After fitting my model on n=~3000 rows, I compute predicted values for about ~250 different permutations of covariates (counterfactual scenarios). With 4 chains and 3000 steps each, this inflates the dimensionality of the generated quantities matrix for the fitted values to 3000 * 250 * 12000 = 9 billion entries. I have observed that exporting high-dimensional generated quantities significantly slows down the time between finishing of chains and completion of the rstan sample-function.

I only really need the posterior average residual for each permutation, so a 250 element vector with the per-step mean of the mean of rows (rather than the 9 billion matrix) would be sufficient to be exported.

What would be a recommended workflow if one only needs point estimates of generated quantities rather than the full posterior generated quantities of each step? Exclude full matrix from export with “{…}” and calculate the averages in the generated quantities section? Or “manually” calculate predictions based on mean posterior parameter outside of stan? Does the gen-quant calculation only take place after all steps of a chain are done? Or after each step?

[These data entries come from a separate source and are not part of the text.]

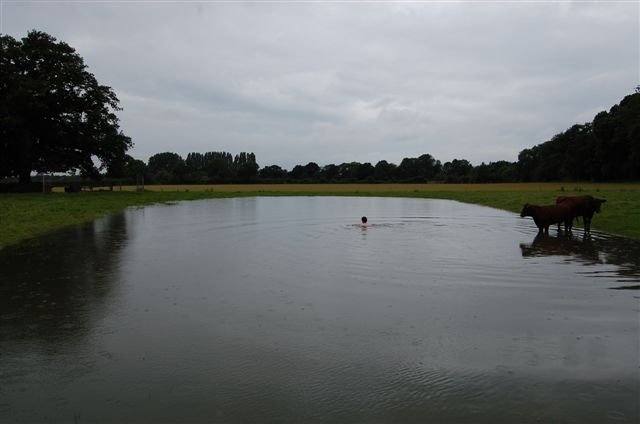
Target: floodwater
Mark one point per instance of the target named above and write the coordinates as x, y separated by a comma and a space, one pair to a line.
286, 310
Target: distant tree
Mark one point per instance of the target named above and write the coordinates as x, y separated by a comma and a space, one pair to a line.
365, 172
495, 172
166, 168
384, 171
134, 168
329, 173
308, 172
273, 173
420, 169
246, 167
457, 171
54, 116
219, 166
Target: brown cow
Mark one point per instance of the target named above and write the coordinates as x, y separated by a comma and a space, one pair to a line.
544, 216
584, 206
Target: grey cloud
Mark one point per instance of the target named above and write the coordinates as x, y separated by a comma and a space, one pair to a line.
337, 82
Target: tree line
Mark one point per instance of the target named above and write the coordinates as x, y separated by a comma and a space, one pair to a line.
606, 149
55, 118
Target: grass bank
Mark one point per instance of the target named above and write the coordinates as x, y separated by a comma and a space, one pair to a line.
23, 216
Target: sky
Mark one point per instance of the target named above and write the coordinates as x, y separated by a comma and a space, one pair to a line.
343, 81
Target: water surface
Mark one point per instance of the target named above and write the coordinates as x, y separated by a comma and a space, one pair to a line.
286, 310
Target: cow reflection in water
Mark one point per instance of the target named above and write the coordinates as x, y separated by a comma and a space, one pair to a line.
580, 248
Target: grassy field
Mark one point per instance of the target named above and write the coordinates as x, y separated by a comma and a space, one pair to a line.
24, 216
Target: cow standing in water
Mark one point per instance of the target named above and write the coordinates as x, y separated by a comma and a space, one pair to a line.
544, 216
584, 206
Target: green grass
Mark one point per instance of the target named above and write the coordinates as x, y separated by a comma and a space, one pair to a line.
24, 216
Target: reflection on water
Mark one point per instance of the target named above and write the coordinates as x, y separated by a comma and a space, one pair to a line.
286, 310
592, 249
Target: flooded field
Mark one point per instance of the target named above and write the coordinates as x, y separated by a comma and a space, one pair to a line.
286, 310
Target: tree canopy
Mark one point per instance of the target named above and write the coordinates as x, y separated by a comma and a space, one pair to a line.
54, 115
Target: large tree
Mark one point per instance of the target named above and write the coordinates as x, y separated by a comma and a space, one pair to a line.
54, 116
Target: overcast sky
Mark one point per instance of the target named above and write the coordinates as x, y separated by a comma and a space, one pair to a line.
339, 81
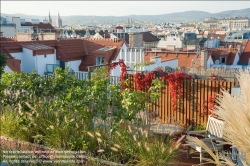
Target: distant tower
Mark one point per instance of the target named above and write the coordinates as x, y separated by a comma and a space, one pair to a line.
50, 20
59, 21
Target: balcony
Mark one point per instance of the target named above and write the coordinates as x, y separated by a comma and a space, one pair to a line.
50, 68
8, 25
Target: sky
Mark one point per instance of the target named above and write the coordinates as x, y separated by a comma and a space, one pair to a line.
116, 8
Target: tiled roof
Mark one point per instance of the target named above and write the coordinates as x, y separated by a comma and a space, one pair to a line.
93, 47
69, 49
220, 36
229, 54
38, 49
245, 56
43, 26
14, 64
188, 25
36, 46
184, 60
3, 38
147, 37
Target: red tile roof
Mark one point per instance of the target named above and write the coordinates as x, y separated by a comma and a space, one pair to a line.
184, 59
94, 45
2, 38
69, 49
14, 64
229, 54
245, 56
43, 26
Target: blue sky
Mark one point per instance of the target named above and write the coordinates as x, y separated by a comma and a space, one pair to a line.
116, 8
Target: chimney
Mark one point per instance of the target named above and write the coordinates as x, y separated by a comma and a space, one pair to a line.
135, 39
204, 55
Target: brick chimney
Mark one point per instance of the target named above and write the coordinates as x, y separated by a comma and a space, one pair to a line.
135, 39
204, 55
239, 48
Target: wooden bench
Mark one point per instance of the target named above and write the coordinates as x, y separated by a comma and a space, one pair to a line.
213, 136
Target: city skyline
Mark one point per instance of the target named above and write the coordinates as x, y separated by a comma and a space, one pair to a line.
116, 8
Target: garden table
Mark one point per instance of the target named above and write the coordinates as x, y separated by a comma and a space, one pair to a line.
166, 130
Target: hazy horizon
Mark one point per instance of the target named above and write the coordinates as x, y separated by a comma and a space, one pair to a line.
117, 8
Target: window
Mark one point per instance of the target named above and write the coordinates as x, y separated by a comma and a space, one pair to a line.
222, 59
99, 60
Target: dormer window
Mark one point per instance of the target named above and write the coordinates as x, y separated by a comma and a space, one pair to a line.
99, 60
222, 60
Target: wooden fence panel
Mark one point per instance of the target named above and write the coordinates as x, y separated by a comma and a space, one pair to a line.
203, 90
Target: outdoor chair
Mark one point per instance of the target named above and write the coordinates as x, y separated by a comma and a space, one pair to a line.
212, 136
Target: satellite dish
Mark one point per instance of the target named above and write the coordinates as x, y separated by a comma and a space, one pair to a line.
217, 62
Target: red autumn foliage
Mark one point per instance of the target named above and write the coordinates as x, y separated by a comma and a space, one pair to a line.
144, 82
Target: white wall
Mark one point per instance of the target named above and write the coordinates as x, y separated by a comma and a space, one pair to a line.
28, 61
170, 41
26, 29
19, 56
210, 62
116, 71
16, 20
7, 69
41, 61
8, 31
74, 65
236, 59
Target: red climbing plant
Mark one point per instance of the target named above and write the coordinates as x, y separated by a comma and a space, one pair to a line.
211, 102
144, 81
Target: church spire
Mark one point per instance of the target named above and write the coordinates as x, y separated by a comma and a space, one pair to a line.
50, 20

One key element where I am missing understanding to inform my decision is whether the long additional run time with large-dimensional gen-quant exports is due to their calculation in the gen-quant section or due to the export of the stan model object back to R.

I would be very grateful for any advice and am happy to supplement a reproducible example, although I believe the question might be meta enough not to require an example.

Thank you!